Tag Archives: Calendar Girls

The Dales Way – Kettlewell to Swarthghyll Farm

We’re staying in Kettlewell at a little B & B above the Cottage Tea Room, where all the kids lined up to buy an ice cream cone after school. We have a beautiful view of the hillside from our bedroom window.

Once the tea shop closed at 5pm, we had the building to ourselves. Maybe we should go downstairs and have an ice cream? Maybe some cake? Tempting, but we resisted. The owner left us little glasses of sherry and chocolates to tide us over until supper.

We crossed the street to the pub and ordered a Mediterranean Vegetable Wellington. Turns out, a Wellington is anything baked in a puff pastry. Very tasty, although the chips and peas are becoming standard fare.

June 13 – Today we trek 12 miles. While downing our breakfast (full English for Jim, just eggs and veggies for me), our host tells us that today’s walk is the prettiest part of the Dales. We’ve been told this every day so far, and every day it’s been true!

Now, here is something you may not know. Kettlewell was the town used as the set to make the film Calendar Girls, in which a group of old English matrons decide to pose nude in a calendar to raise money. Here is the Kettlewell Garage, where the matrons got the idea after seeing a girlie calendar on the wall.
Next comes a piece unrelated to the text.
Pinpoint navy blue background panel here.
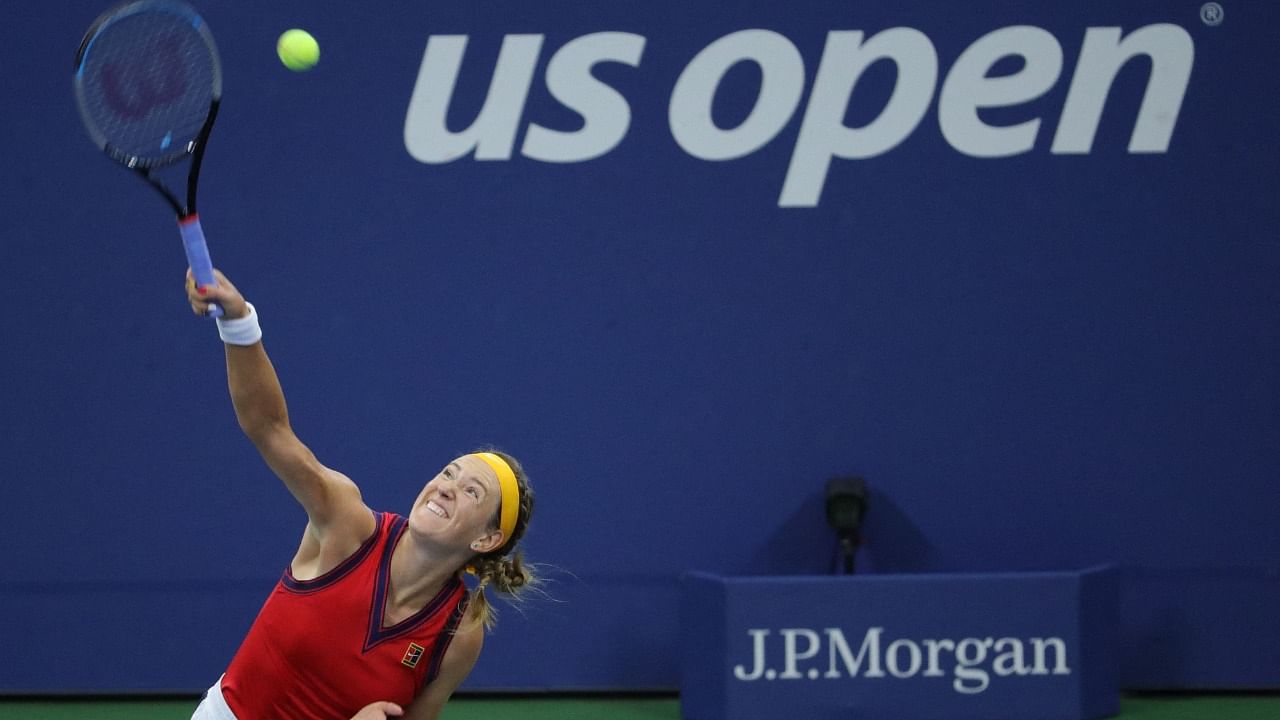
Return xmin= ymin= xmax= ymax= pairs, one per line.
xmin=0 ymin=0 xmax=1280 ymax=692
Would you like to see more sheep? Here’s one doing morning yoga – downward facing sheep position.

Here are some cows who did not want me crossing into their territory.

Lots of buttercups today.

By mid morning, we arrived at the chapel at Hubberholme, which is famous for its mice.

We ventured in, and looked high and low, but no mice did we see. Then Jim spotted one! Do you see it?

Here’s the close-up – tiny mice carved into the front of the pews!

Well, that was our excitement for the day.

We stopped to eat our lunch in front of an old lime kiln. Evidently, you fill the kiln with limestone, set a fire, come back in three days and shovel out your lime. Voila!

After more sheep, more cows, and many more gates and stiles, we came to the cross carved into stone in honor of Queen Victoria’s Diamond Jubilee.

This was our landmark to turn onto the road to Swarthghyll Farm.

We walked, then walked some more. Saw pretty flowers.

Walked some more. Where was this farm?

Finally, another sign, but still no farm!

Well, eventually a farmhouse did appear, and we found our walker’s cottage, with a kitchen, bedroom, living room and bath just for us. Our invisible hosts left our supper in the fridge with instructions on how to light the oven. A different kind of adventure!